“We like to celebrate an inspiring event that was that first year,” says Adrie Cameron, who is student council prime minister.
Cameron said the student body takes a stand against bullying every year.
“The conversation started ten years ago and we are keeping it going. We don’t want to stand by and let bullying happen,” she noted.
Cameron estimated that 60 per cent of the student population wore pink today. The student council set up face painting, a photo booth and pink cotton candy sales.
Danielle Hayden and Jessie Martin, who also serve on the council, said the event reminds students that they still need to stand against bullying.

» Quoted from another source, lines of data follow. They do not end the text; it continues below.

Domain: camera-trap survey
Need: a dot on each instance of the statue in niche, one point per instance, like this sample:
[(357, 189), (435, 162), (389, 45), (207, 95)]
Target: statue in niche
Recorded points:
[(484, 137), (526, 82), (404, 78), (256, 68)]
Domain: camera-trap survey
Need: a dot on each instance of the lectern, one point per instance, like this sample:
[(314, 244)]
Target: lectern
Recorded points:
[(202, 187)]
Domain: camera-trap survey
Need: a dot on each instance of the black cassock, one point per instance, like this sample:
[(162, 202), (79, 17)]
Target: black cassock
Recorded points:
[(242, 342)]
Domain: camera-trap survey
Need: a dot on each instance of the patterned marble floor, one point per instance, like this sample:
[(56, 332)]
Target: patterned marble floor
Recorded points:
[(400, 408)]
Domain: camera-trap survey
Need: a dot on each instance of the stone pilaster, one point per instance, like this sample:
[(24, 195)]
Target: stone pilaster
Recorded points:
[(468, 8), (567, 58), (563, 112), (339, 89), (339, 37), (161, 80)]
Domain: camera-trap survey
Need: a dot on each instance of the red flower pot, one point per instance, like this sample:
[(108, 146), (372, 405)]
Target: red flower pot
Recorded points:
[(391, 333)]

Cameron hopes that any older students who see a younger student being picked on won’t put up with it.
She sees senior students and staff as role models.
The student body at Central Kings held an assembly at lunchtime on Sept. 13 and then walked to the Waterville fire hall and back waving pink posters.

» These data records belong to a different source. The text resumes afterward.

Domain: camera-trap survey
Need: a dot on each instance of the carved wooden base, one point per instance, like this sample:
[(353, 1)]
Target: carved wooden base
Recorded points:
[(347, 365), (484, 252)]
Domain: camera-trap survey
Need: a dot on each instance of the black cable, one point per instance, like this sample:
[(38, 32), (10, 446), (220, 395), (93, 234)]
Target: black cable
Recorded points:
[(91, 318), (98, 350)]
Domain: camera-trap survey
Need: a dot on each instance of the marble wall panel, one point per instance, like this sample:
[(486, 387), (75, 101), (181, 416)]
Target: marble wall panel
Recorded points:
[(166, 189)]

Vice principal Stan McVicar called Central Kings students exceptional for keeping the anti-bullying message strong for a decade.
“People are thoroughly impressed,” he said during the assembly. “Make Pink Day not just one day, but every day. Be there for each other. Lift people up.”

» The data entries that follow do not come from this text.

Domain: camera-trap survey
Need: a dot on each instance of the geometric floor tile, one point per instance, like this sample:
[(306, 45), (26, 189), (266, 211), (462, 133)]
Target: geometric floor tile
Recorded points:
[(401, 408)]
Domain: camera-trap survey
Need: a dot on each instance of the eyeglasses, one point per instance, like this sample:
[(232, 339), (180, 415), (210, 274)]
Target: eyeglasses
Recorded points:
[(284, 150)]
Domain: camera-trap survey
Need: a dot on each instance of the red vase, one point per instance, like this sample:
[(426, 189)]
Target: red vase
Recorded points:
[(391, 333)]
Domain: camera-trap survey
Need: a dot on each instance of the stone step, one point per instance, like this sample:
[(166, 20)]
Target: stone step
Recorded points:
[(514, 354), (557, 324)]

Cameron told the assembly that some 6.5 million individuals mark Pink Day in 13 countries.
In 2007 Pink Shirt Day co-founders David Shepherd and Travis Price were aiming to support a male Grade 9 student who was bullied for wearing a pink polo shirt on the first day of school.
They purchased 50 pink shirts to distribute to CK students at school the following day. They e-mailed classmates to spread the word about their idea, dubbed Sea of Pink, and hundreds of students showed up for school the next day sporting pink attire.
The campaign received international attention.